3.) The Ttouches are very specific and not haphazard, random things. You will always start at 6, do a full, round, small circle, and end at 9. You should try to have your left hand on the horse's body while your right hand (depending on your handedness, I guess) does the touches. The digits of your fingers, (except for your thumb) each have three phalanges: top, middle and lower), are referred to in TTouch as DIP, MIP, and PIP, respectively. They should be relaxed like you're playing the piano, not hard and rigid. Use a consistent tempo on all your circles AS WELL as pressure. I recommend using your inner thigh to practice pressure from 1-10...they recommend your cheekbone, "1" being the least amount of pressure. When you finish one circle, drag your hand to the next, never losing contact. And last, remember that you're pushing the skin as you make the circle, not rubbing it.
Whew! Sounds easy, I know, but you'll find yourself breaking several of those rules and not knowing it right away.
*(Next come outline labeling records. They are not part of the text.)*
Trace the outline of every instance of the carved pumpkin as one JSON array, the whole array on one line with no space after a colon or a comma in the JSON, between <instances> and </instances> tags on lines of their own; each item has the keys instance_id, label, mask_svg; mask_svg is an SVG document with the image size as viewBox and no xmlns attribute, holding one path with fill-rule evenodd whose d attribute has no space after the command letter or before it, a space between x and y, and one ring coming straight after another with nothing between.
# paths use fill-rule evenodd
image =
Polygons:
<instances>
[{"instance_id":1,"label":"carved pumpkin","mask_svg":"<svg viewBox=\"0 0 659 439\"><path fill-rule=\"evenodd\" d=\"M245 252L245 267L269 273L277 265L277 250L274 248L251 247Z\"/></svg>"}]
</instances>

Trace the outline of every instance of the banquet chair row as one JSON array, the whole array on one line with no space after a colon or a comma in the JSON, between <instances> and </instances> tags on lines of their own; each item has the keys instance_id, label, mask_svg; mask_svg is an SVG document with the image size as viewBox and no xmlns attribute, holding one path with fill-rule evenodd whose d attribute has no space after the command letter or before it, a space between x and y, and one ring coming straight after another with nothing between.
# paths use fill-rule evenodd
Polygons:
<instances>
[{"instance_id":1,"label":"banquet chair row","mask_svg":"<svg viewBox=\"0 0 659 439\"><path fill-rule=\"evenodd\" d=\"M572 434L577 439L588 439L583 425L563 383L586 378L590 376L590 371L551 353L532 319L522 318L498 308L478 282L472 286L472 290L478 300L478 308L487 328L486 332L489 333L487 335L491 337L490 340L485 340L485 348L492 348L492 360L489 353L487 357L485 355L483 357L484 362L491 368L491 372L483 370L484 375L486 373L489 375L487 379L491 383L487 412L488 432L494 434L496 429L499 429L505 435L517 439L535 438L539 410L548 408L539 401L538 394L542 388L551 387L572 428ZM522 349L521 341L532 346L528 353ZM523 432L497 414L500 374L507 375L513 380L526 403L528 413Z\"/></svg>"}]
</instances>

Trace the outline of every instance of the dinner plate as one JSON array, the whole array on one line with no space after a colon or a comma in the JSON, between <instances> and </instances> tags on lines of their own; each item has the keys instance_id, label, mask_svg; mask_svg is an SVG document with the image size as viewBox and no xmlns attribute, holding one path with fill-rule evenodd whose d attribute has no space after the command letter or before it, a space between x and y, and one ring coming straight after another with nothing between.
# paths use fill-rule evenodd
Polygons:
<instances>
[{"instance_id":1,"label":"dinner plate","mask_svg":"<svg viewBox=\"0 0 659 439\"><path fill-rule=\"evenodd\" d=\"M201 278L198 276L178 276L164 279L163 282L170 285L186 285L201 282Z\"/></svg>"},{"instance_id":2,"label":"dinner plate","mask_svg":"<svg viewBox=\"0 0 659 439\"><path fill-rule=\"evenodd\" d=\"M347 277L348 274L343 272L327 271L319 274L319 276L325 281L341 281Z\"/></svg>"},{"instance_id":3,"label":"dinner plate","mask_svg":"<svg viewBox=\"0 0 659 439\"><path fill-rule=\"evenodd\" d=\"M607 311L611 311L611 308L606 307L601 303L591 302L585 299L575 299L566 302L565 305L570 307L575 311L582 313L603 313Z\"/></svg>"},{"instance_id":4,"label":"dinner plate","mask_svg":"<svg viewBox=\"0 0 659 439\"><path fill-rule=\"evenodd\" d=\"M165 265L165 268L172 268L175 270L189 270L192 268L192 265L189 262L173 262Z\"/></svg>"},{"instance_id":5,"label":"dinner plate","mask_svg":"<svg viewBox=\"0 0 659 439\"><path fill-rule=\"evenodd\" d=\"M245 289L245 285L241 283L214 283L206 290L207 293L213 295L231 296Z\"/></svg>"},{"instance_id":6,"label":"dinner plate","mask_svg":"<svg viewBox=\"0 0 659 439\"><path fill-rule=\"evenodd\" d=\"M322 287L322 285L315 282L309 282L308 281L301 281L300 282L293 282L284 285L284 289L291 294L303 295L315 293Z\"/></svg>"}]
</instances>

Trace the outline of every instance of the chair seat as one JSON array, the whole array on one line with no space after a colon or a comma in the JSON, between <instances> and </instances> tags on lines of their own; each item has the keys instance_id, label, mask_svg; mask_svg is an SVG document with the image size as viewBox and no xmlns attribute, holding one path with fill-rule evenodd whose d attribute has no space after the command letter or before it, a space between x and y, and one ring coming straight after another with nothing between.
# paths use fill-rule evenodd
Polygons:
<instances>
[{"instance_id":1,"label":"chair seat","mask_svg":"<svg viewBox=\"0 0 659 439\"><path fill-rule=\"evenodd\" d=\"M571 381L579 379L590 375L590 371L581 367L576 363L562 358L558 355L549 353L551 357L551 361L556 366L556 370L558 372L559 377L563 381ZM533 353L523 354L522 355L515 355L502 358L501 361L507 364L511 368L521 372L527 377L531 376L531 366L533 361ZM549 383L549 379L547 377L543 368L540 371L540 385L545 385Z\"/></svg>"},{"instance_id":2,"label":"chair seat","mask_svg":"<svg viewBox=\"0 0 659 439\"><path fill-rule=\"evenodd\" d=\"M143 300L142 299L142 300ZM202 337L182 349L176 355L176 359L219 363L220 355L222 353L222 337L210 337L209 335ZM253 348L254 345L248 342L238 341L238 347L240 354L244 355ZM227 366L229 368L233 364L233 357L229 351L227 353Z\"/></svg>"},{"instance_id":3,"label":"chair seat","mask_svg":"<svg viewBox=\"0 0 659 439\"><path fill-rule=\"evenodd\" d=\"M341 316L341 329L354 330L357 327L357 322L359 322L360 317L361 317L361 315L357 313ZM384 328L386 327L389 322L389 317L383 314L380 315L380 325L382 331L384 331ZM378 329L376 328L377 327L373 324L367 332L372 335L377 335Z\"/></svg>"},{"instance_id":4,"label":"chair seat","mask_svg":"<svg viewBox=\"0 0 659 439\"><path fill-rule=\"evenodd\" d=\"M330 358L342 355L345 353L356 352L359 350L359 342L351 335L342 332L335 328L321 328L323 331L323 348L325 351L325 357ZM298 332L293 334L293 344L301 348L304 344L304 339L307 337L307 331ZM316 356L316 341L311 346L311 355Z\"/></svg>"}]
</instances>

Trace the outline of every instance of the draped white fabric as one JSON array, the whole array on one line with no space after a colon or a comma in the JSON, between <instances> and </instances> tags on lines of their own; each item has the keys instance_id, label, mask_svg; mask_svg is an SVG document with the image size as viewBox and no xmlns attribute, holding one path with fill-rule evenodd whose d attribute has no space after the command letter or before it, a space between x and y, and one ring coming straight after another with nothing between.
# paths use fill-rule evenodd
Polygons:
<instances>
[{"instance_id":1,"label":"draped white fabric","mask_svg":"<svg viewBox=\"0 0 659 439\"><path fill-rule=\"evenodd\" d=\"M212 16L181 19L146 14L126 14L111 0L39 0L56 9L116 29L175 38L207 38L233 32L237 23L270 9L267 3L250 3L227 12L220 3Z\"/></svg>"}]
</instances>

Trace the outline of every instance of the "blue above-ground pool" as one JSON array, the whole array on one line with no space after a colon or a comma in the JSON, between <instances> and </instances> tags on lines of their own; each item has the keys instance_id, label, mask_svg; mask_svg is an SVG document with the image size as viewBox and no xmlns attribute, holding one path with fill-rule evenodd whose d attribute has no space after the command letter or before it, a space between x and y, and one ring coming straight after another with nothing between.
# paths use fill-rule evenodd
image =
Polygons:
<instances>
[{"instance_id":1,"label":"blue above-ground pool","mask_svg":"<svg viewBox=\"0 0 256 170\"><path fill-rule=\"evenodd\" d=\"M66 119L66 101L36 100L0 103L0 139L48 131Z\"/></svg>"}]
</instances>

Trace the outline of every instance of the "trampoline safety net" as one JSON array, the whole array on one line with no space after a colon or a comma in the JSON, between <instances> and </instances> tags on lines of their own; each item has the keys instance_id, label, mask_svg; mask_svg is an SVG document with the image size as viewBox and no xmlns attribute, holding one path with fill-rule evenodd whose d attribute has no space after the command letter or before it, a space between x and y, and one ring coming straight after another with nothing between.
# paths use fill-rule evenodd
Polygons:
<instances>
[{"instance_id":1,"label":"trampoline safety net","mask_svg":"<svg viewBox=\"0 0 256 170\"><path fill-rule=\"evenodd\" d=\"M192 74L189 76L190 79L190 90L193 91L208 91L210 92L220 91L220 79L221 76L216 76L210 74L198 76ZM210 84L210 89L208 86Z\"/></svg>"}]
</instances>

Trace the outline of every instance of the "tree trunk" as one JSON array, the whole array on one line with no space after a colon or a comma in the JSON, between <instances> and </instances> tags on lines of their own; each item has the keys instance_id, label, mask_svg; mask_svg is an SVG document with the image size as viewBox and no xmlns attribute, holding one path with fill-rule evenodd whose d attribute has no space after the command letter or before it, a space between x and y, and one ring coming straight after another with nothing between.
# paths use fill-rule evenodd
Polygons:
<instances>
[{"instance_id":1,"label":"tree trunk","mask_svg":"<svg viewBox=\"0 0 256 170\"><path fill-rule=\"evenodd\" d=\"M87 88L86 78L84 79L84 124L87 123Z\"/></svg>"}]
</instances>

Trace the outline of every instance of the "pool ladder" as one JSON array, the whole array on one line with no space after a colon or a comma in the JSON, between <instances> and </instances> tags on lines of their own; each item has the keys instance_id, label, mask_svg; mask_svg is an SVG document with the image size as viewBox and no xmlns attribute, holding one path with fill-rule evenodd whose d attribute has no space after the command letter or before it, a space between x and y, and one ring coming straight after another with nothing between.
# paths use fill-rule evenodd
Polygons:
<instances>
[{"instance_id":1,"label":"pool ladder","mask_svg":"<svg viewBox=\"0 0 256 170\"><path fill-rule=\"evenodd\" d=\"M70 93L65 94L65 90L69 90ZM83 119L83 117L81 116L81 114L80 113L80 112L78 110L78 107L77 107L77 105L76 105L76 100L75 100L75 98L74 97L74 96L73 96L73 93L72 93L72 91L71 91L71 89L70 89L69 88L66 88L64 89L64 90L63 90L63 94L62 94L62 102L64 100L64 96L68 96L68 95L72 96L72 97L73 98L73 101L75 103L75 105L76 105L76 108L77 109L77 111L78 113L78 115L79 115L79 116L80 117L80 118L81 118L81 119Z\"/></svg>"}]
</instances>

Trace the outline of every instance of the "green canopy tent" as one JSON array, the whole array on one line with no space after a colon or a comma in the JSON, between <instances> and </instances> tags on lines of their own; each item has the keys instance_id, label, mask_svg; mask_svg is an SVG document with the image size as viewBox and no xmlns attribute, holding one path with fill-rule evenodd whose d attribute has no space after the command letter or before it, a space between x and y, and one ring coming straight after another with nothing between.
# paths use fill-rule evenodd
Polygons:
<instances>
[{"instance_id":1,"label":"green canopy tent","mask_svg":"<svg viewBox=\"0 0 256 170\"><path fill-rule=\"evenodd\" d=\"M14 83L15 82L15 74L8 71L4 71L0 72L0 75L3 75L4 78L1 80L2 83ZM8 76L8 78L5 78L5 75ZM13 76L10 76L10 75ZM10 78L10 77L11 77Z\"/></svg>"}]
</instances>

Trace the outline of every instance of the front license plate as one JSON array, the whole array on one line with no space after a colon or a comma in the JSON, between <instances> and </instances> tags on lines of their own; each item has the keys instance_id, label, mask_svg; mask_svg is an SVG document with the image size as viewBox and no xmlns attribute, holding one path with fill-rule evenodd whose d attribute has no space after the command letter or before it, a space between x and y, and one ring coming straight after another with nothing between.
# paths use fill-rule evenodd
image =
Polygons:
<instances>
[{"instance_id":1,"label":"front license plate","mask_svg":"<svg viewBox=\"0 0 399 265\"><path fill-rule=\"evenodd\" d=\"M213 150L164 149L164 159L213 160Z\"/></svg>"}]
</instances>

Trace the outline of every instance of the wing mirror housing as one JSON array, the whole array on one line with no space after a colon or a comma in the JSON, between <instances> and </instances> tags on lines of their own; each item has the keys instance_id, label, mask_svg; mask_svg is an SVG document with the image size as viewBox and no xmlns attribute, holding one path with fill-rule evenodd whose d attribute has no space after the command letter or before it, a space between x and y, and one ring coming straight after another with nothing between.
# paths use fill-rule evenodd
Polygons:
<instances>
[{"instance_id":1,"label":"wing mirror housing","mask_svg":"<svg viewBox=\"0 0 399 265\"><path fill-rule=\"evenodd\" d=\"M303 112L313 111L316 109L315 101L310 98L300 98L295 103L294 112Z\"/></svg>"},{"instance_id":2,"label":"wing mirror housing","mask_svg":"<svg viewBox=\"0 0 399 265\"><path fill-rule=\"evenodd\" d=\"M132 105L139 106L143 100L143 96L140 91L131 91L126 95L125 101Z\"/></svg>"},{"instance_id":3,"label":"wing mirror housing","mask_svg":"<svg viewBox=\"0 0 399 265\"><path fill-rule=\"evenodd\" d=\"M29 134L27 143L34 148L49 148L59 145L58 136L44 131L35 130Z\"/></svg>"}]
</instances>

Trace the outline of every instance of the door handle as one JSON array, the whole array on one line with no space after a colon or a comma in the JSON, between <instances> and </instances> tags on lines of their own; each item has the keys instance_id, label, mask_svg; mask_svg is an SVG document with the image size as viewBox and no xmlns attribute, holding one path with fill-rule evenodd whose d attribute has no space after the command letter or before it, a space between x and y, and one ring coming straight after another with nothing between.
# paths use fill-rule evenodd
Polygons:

I was lifting my hand from circle to circle, varying size, tempo and pressure, and stiffening my fingers, as well as all the other things I did wrong, like not having someone hold them and letting the dog pester them.
I consider what I've done so far practice, but I have learned a little about each of the horses I've "touched". Beautiful and Jasmine have "trust" issues for different reasons. Beautiful will not let herself relax enough to enjoy the T-touch because she's worried about the other horses and getting back to them. Jasmine acts like I'm' trying to trick her. Cowboy likes to be touched, but I need more experience to work with his neck stretches and tail pulls and I definitely need a holder.
Since the TTouches I've used most have been the ones for trust, it's not surprising that Jasmine is responding more markedly. A pony who normally hates touch, she has relaxed a little during our sessions. I think she accepts it because it's predictable. I use the least amount of pressure--I'm guessing a "2". I start at her forehead with the Clouded Leopard TTouch (pads of fingers) and move down to the bridge of her nose with the Lying Leopard TTouch (eventually, I'll massage her gums and inner nose). I pick up my hands and start again beneath her poll (she's nervous around her ears) with the Clouded Leopard and down the neck and back on both sides. I did this before the farrier arrived the other day and she didn't pull back once with him. That's never happened before.
This weekend my husband has volunteered to hold the horses for me. I can't wait! I'll make sure and take some pictures to share with you then.